Todo este panorama lleva a la población a una nueva adaptación, es decir, a una nueva vida en familia con diferentes roles, aunque existe una tendencia a que las familias se desintegren, término erróneo, pues solo la materia se desintegra. La familia es la célula básica de la sociedad y en esta cuarentena es tu mejor aliado para lidiar con el encierro, tanto físico como emocional.

Para finalizar, a continuación te brindo algunas recomendaciones para que mantengas una buena salud mental:

? Realiza ejercicios diarios en casa, como, por ejemplo, caminar dentro de tu casa o departamento, esto te ayudará a sentirte más liberado, tanto física como emocionalmente. Si eres deportista profesional, adecua rutinas que te permitan seguir con tu entrenamiento.

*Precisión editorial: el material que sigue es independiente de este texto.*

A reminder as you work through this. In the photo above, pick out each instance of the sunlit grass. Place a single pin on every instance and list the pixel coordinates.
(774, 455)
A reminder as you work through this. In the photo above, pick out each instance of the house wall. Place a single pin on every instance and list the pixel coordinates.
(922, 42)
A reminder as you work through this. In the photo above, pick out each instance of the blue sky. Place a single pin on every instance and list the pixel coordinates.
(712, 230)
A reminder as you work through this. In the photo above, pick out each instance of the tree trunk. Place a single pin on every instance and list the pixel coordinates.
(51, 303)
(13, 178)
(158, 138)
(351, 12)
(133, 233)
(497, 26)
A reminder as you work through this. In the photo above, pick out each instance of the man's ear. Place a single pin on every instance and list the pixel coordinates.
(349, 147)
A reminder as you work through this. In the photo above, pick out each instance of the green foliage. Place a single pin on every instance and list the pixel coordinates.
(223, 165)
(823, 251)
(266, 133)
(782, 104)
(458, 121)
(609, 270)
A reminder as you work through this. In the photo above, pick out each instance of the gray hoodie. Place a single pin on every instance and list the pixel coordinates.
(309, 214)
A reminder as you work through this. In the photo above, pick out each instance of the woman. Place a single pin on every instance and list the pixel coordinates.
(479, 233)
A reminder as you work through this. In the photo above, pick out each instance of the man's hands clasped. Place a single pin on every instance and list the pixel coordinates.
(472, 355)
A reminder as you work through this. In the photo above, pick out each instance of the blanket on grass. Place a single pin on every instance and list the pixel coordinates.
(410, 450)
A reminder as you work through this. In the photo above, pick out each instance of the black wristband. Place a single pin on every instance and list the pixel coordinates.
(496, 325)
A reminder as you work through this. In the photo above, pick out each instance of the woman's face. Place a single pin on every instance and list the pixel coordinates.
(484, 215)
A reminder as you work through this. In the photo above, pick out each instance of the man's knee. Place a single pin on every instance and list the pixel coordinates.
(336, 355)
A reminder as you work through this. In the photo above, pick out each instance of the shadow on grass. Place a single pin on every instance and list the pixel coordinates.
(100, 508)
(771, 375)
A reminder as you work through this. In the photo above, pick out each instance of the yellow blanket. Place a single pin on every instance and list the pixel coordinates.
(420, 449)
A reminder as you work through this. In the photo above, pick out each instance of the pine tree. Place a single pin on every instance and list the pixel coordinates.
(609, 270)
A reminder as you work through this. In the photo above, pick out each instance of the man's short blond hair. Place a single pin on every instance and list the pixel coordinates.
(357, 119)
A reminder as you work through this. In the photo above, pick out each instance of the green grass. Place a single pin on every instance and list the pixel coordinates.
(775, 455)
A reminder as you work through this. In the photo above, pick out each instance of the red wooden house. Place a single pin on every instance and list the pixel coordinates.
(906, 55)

? Planifica tu día, esto te ayudara a no sentirte envuelto en la rutina, algunas ideas para esta recomendación serían: dedicarle tiempo a tu jardín, preparar alguna receta, tener algún tiempo para convivir con tu familia, dibujar o algo que sabes que no está frecuente dentro de tu rutina.

? Duerme, al menos, siete u ocho horas por día, no olvides no dejar por fuera siestas en el día, de al menos 30 minutos.

? Lleva una dieta balanceada que no afecte tu salud.

? Verifica información de fuentes confiables (Ministerio de Salud, Caja de Seguro Social).

No olvides que cuidar tu salud física es tan importante como la psicológica, por eso te invito a que, si tienes alguna crisis emocional, lo primero que debes saber es que no estás solo y que tienes una línea gratuita, como el 169, o entrar al consultorio virtual de R.O.S.A, a través de rosa.innova.gob.pa para recibir atención psicológica.

Por último, recuerda que la única opción para combatir el virus es quedándote en casa.